The above is available on the BMJ here
(Back to me typing) The authors of the above include some of the most respected paediatricians with decade long expertise in working with trans kids in Australia. The Cass team should have been queuing up to learn from Australian experts. The fact they have totally ignored expertise from outside of the UK and its partner system in the Netherlands, strikes as amazing arrogance. The fact the Australian experts felt the need to write a submission to the BMJ to raise their concerns with the Cass report is again astonishing, and in another less transphobic country would set off alarm bells.
I don’t know where we go from here.
I do know the cards are now on the table. I have zero faith in the Cass process. It has already done more harm than good.
My number one hope for Cass was it would take significant strides in depathologising approaches to trans kids. It has done the exact opposite. 18 months in and they won’t even say the word trans.

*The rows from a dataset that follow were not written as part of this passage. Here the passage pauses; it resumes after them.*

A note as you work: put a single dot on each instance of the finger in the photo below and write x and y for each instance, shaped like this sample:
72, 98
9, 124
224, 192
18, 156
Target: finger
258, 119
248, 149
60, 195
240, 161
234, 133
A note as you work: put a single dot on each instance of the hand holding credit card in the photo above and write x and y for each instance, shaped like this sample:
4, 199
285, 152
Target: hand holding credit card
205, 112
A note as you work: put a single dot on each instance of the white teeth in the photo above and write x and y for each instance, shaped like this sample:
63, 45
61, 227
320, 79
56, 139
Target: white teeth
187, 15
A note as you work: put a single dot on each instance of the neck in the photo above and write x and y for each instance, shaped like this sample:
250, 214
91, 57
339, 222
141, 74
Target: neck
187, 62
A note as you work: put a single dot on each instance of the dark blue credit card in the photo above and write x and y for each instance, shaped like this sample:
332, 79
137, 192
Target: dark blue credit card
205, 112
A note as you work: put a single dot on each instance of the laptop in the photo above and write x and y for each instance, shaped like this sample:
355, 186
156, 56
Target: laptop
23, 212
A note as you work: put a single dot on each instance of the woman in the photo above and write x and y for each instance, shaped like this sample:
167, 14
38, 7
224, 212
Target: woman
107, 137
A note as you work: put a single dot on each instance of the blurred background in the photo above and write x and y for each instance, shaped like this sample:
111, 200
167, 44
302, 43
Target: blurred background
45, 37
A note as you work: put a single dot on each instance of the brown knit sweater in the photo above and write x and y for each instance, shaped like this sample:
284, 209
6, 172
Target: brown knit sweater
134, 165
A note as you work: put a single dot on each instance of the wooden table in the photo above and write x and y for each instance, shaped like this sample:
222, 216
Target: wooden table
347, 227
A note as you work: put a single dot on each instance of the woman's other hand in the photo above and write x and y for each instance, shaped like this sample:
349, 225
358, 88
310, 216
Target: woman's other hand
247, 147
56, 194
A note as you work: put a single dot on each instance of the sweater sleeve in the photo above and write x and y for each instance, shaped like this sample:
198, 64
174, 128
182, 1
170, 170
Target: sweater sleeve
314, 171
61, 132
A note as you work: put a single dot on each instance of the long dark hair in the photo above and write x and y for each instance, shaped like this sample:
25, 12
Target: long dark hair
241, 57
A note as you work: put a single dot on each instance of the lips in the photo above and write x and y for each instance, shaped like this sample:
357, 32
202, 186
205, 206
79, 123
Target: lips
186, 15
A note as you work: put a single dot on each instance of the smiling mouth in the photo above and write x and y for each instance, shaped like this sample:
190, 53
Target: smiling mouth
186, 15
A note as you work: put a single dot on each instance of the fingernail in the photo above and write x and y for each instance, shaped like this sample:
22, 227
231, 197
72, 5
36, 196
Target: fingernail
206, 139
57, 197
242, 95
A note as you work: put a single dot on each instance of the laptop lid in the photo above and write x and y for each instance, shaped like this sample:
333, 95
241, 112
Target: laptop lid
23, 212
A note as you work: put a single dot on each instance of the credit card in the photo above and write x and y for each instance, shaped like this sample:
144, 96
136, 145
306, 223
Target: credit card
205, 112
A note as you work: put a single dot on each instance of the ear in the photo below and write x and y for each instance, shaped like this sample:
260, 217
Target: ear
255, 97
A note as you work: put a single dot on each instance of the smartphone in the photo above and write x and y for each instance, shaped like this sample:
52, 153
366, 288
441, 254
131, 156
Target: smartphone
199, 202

I had hoped Cass would educate the public that being trans is not a problem or a pathology. It has done the opposite, and legitimised some incredibly problematising media pieces this week alone.
I had hoped it would move us from psychoanalysis to modern healthcare – instead people are using Cass to justify the need for exploratory therapy, conversion therapy by a different name.
I had hoped it would move trans kids’ healthcare away from a monopoly mental health trust to modern secondary or primary care. Instead, the focus appears to be on talk therapy to problematise trans-ness, without tackling the hostile climate that makes life so hard for trans kids, and perhaps with even less route to medical intervention where needed.
Cass has done nothing to highlight the biggest problem for many trans kids. The climate of societal transphobia. Just this week we have had headlines stating trans people can be humiliated and segregated as the UK tries to bring in a bathroom bill by the back door. Trans kids and adolescents have been in crisis again this week, many are really struggling with mental health. Not because there’s something inherently wrong with being trans, but because the UK is a hostile terrifying place to be trans as our rights are continually debated or taken away. Cass has done absolutely nothing to highlight the crisis in mental health caused by the terrible way our country treats trans people.
Cass has failed us on every level.
The whole process is cis-supremacism in full dominance.
Why do a bunch of cis people continue to debate and dictate whether or not trans kids should be put under conversion therapy.
Why do cis people continue to have all the power, and continue to use it to harm trans kids.
Trans liberation now. Trans kids deserve so much better than this.